Quando em certos países se luta para se ter condições de saneamento básico e se pretende demonstrar a importância que a higiene tem na prevenção de doenças, torna-se quase uma regalia viver deste lado do mundo onde a água nos chega com um simples abrir de torneira, sem termos que nos deslocar quilómetros para a obter. E não esqueçamos do sabão, um bem demasiado caro para o comprar para a quem tudo falta e nada tem…
Ter cuidados de higiene básicos salvam vidas.
Sejamos solidários!

Porta Aberta para a Vice-Presidente da Associação dos Amigos de Raoul Follereau

Onde não está garantido o acesso à água, a saúde e a vida estão em risco. Por isso, é pelo acesso das populações mais desfavorecidas à água potável que uma instituição como a Associação Portuguesa dos Amigos de Raoul Follereau batalha em África.

Ana Margarida Azevedo, vice-presidente da APARF, esteve à conversa com o Óscar Daniel, nesta edição do Porta Aberta. Vale a pena descobrir alguns dos projectos que esta instituição apoia em aldeias onde falta água e se desenvolvem-se doenças como a lepra.

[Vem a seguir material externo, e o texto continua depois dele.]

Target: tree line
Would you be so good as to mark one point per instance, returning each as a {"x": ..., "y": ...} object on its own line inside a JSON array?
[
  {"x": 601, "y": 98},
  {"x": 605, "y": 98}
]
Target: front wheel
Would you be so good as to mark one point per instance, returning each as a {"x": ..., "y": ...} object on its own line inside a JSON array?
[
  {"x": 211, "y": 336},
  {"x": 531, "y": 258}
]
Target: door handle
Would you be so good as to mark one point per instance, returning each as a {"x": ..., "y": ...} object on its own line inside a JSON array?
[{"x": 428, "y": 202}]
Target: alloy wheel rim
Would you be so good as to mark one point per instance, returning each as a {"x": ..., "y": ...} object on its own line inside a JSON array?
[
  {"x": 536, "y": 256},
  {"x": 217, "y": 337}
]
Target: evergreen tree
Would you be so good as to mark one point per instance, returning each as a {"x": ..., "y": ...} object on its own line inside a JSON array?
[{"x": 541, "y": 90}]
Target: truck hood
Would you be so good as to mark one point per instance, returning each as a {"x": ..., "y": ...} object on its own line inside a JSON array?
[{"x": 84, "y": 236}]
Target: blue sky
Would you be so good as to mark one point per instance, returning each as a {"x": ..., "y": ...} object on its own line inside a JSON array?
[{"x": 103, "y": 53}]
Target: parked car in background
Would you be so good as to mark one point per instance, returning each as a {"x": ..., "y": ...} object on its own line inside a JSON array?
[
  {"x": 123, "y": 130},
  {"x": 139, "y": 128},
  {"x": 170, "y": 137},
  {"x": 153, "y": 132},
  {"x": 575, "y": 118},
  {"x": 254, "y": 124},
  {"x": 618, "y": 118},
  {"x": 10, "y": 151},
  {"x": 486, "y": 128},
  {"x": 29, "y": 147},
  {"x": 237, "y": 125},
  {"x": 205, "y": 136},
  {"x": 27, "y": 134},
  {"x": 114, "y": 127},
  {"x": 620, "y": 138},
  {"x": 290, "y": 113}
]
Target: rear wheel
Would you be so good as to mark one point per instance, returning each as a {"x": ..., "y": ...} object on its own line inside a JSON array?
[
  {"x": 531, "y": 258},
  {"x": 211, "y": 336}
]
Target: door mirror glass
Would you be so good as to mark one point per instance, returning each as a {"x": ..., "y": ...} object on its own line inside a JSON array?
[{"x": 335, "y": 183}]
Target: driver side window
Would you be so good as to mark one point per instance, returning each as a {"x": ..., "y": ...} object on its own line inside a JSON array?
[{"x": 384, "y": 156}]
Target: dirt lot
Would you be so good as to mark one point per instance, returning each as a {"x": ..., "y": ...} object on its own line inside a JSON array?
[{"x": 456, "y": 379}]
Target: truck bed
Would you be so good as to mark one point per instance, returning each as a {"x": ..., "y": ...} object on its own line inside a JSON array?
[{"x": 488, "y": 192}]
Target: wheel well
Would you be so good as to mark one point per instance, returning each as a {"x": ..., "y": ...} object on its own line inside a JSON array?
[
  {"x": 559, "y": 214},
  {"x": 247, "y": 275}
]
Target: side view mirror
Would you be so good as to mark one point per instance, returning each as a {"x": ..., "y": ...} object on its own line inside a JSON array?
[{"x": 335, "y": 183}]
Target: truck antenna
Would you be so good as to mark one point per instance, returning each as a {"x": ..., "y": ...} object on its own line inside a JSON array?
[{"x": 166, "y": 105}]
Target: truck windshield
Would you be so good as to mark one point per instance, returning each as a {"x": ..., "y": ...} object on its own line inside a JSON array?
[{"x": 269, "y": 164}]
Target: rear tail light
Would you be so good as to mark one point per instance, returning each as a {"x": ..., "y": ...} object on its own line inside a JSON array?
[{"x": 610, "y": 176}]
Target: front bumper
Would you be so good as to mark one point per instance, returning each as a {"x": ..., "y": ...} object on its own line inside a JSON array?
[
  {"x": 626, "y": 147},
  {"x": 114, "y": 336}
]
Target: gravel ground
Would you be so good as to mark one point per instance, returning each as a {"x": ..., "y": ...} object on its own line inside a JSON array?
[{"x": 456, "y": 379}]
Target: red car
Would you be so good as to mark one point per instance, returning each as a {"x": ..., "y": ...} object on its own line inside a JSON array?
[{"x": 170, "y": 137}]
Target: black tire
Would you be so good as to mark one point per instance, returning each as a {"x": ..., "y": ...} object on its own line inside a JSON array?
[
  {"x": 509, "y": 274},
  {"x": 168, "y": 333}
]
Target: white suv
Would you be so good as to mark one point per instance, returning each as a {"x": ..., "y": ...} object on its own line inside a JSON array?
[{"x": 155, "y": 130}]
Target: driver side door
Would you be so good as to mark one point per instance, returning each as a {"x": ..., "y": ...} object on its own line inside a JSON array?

Para contribuir para esta causa, sem qualquer custo para si, basta indicar o NIF da APARF ( 501 802 282) na sua declaração de IRS, para garantir que 0,5% do valor liquidado reverta a favor desta instituição. Este donativo em nada afecta o reembolso a que possa ter direito.

E se esta fosse a única água que tivéssemos?
Pense nisso.

As mulheres e as crianças são as responsáveis pelo abastecimento de água em suas casas. Percorrem km todos os dias para que possam usufruir deste bem essencial à vida, em situações precárias e de água pouco recomendada a ser consumida.
Ajude a APARF a melhorar as condições de vida destas pessoas fornecendo-lhes água potável através de furos.
A água é essencial à vida! 💧💧💧

A melhor forma de prevenir a doença da lepra é dotar as populações mais pobres de água potável e alimentação!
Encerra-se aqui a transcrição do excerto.